Marschieren mit der Protestbewegung am Nato-Gipfel in Strasbourg

Andreas Schneitter (Text), Mischa Christen (Fotos), Strasbourg

Der Nato-Gipfel ist auch der Gipfel der Aussenparlamentarischen Opposition, und die trifft sich in einem Camp am Strasbourger Stadtrand und probt dort den zivilen Ungehorsam. Ein Besuch.

Am Ende, als die Rue de la Ganzau wieder leer ist, riecht man noch den Geruch von verbrannten Gummireifen, noch züngeln Flammen zwischen den leeren Tränengaskapseln empor und schwarzer Rauch weht dicht über die Strasse, und wo davor noch eine blanke Hauswand war, steht nun in roten, dicken Buchstaben: Die Blockade versperrt die Strasse, aber öffnet die Herzen.

Die Rue de la Ganzau schlängelt sich vom Stadtrand Strasbourgs weg, rechts ein Waldstreifen mit Fluss, links eine Einfamilienhausidylle, und nach der Nummer 206 passiert sie einen schroffen, braunen Acker. Dort klebt ein leuchtend gelber Pfeil an einem Pfahl: Welcome to another world. Das Anti-Nato-Camp.

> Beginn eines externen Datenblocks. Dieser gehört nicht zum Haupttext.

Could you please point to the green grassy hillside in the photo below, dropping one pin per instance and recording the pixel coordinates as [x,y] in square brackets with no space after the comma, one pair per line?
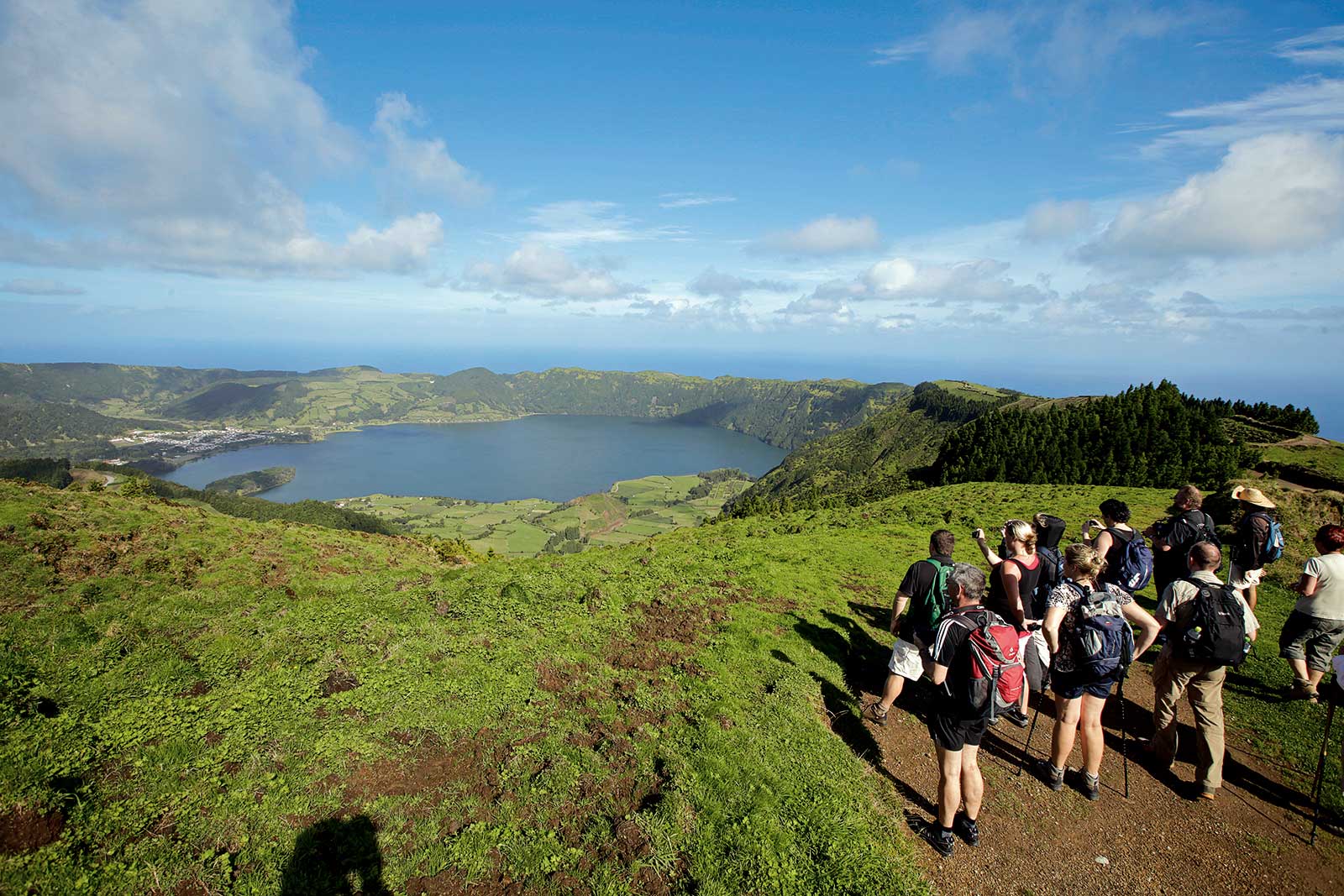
[874,458]
[781,412]
[632,511]
[194,703]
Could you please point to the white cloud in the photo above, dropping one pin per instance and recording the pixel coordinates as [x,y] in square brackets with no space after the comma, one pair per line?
[543,271]
[1320,47]
[174,136]
[714,282]
[691,201]
[1270,194]
[1310,103]
[1057,221]
[830,235]
[582,221]
[979,281]
[1070,40]
[417,165]
[40,288]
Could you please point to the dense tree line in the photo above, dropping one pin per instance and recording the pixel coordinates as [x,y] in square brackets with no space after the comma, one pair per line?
[1148,436]
[940,405]
[42,470]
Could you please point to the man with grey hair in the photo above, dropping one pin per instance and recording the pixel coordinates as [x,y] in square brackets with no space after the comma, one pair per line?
[956,723]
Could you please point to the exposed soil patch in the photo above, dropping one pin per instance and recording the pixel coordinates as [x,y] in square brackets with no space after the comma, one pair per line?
[1252,840]
[26,829]
[338,681]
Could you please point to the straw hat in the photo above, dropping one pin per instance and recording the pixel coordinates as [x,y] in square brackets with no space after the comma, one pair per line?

Dorthin zum Camp ziehen sie nun zurück, nachdem das Stellungsgefecht mit der Polizei auf der Strasse ausgestanden ist, sie ziehen zurück in ihren schwarzen Kapuzen und Sonnenbrillen und Tüchern vor der Nase, manche reiben sich die brennenden Augen, manche werfen die Steine, die sie gesammelt und doch nicht eingesetzt haben, zurück ins hohe Gras, und sie sagen: Es war erfolgreich, denn die Bullen, les flics, the cops, sind zuerst abgezogen mit ihren Wasserwerfern und Tränengaskartouchen und Schrotgeschossen. "Policia Assasina" haben sie gerufen und "A-Anti-Anticapitalisme", sie haben Fahnen der Arbeiterbewegungen geschwungen und eine Barrikade errichtet, aus Holz, Mülltonnen, Einkaufswagen und Styroporplatten von der Baustelle gegenüber der Strasse, und sie haben die Barrikade angezündet, und es hat lange gebrannt.

Kapuzenjacke

Vor dem Camp stehen nun die kaum 20-jährigen jungen Männer und Frauen, die einen handgeschriebenen Zettel "Presseauskunft" auf die Brust geklebt tragen und doch kaum Auskunft geben wollen. Sie sagen, dass die Polizei eine friedliche Demonstration angegriffen habe, und man verurteile die vereinzelten Gewaltakte, die zerbrochenen Fensterscheiben und die ausgeweidete Baustelle, deren Isolationsmaterialplatten man nun als verkohlter Rest auf der Strasse zusammenkehren kann, aber bitteschön, die Presse solle nun nicht wieder die gewalttätigen Exzesse von wenigen hervorheben. Das sagt Anna, ohne Nachnamen, in einer blauen Kapuzenjacke und einer von Sonne und Tränengas geröteten Nase, und sie sagt noch: "Die Nato führt Krieg. Kommen dort Zivilisten zu Schaden, gelten die als Kollateralschäden. Gehen hier in Strasbourg Fensterscheiben zu Bruch, gilt dies als Gewaltakt. Denken Sie doch einmal über Ihren Gewaltbegriff nach."

Clownarmee

Die Nato, die "North Atlantic Terror Organisation", wie sie hier genannt wird, ist am 3. und 4. April zu Gast in Strasbourg, und hier am Rand der nun eingemauerten Stadt hat sich der Widerstand angesiedelt, schon einige Tage zuvor, und das Protestcamp aufgebaut. Ein drei Quadratkilometer weites Gebiet mit kleinen und grossen Zelten, die kleinen zum Schlafen, die grossen zum Trainieren und Diskutieren. Am Samstag, 4. April, ab 6 Uhr morgens, wenn der Nato-Gipfel in Strasbourg ankommt, soll der Widerstand bereit sein und die Zufahrtsstrassen in die Innenstadt blockieren. Das ist der Plan.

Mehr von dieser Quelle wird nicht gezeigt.